Profound changes are occurring in the energy industry.
The market – oil and gas, power, renewables, rapidly growing and highly innovative cleantech businesses – is in the midst of a significant transformation that is creating both challenges and opportunities.
This is far more than the latest downturn in an often cyclical market; it is far-reaching and long-term change that is altering the industry as we know it – and it’s impacting the boardroom in a big way.
In the short- to medium-term, challenges such as fluctuating oil prices and capital market demands, industry consolidation, services diversification, new climate change agreements, a growing global environmental conscience, activist shareholders, and the pressures of keeping pace with rapidly developing technologies have created a complex and challenging business environment.
Strong and decisive leadership is more important than ever before.
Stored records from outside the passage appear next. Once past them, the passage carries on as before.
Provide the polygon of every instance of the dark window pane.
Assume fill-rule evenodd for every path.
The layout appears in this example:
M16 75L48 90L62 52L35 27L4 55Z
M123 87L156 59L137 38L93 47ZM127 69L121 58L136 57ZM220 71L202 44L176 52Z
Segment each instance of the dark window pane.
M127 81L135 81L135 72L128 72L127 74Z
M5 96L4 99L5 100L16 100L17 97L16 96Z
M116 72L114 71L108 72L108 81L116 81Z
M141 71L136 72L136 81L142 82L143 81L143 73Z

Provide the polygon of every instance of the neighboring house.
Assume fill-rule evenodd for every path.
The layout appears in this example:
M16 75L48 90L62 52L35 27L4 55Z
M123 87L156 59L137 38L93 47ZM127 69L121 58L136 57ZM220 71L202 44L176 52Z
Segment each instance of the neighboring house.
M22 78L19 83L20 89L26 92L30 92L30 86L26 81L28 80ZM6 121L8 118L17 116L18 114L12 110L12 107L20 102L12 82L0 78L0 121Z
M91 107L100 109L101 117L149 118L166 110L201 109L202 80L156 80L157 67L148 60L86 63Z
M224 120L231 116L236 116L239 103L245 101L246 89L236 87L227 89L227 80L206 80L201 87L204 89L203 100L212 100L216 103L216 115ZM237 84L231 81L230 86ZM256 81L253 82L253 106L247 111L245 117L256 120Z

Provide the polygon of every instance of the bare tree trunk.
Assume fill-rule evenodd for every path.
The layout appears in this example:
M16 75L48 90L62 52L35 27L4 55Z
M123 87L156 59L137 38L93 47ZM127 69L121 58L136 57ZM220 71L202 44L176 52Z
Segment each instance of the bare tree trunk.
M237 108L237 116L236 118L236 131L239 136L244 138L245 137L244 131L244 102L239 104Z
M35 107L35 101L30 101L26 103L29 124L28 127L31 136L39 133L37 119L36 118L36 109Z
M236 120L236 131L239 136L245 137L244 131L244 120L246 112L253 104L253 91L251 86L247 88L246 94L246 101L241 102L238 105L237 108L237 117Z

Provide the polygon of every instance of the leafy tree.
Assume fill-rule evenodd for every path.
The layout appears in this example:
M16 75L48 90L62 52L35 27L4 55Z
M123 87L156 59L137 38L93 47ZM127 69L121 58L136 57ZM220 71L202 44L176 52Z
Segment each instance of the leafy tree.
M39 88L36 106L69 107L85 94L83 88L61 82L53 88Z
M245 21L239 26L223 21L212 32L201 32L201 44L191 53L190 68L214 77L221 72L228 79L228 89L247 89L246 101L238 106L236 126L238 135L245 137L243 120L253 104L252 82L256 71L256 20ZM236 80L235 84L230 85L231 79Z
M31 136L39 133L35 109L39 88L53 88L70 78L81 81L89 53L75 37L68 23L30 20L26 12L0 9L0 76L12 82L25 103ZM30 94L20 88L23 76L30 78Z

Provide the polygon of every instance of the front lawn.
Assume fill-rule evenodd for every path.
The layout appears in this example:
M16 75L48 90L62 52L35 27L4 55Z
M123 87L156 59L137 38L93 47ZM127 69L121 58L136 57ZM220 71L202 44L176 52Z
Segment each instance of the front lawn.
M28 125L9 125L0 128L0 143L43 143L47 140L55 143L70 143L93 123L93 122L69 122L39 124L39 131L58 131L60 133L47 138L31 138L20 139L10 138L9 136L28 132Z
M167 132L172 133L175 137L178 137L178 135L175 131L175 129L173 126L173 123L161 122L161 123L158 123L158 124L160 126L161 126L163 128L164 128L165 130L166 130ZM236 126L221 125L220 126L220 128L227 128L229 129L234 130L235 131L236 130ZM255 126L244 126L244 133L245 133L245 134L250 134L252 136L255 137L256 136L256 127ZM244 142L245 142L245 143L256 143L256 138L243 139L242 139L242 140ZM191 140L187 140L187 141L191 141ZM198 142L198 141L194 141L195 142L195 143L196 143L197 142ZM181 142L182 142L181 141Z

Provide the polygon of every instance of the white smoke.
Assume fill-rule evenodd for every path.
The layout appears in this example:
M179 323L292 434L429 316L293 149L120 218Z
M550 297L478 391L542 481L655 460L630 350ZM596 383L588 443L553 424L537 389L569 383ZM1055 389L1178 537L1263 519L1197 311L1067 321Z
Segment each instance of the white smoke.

The new energy industry requires an entirely different kind of C-suite leader with a bias towards innovation, the resolve to steer a company through any downturn, and the ability to build a lean, efficient and streamlined organisation that can take full advantage of future opportunities.
Accordingly, across the industry executive boards are questioning whether they have the right leaders in place to tackle these monumental challenges and, where possible, grasp the opportunities that exist.
And the answer isn’t always yes. Indeed, the oil and gas industry – perhaps worst hit by recent developments – has seen CEO turnover increase significantly. In 2013, the median tenure for oil and gas CEOs was revealed as four and a half years, and only a small percentage of companies were led by CEOs who had served longer than 15 years.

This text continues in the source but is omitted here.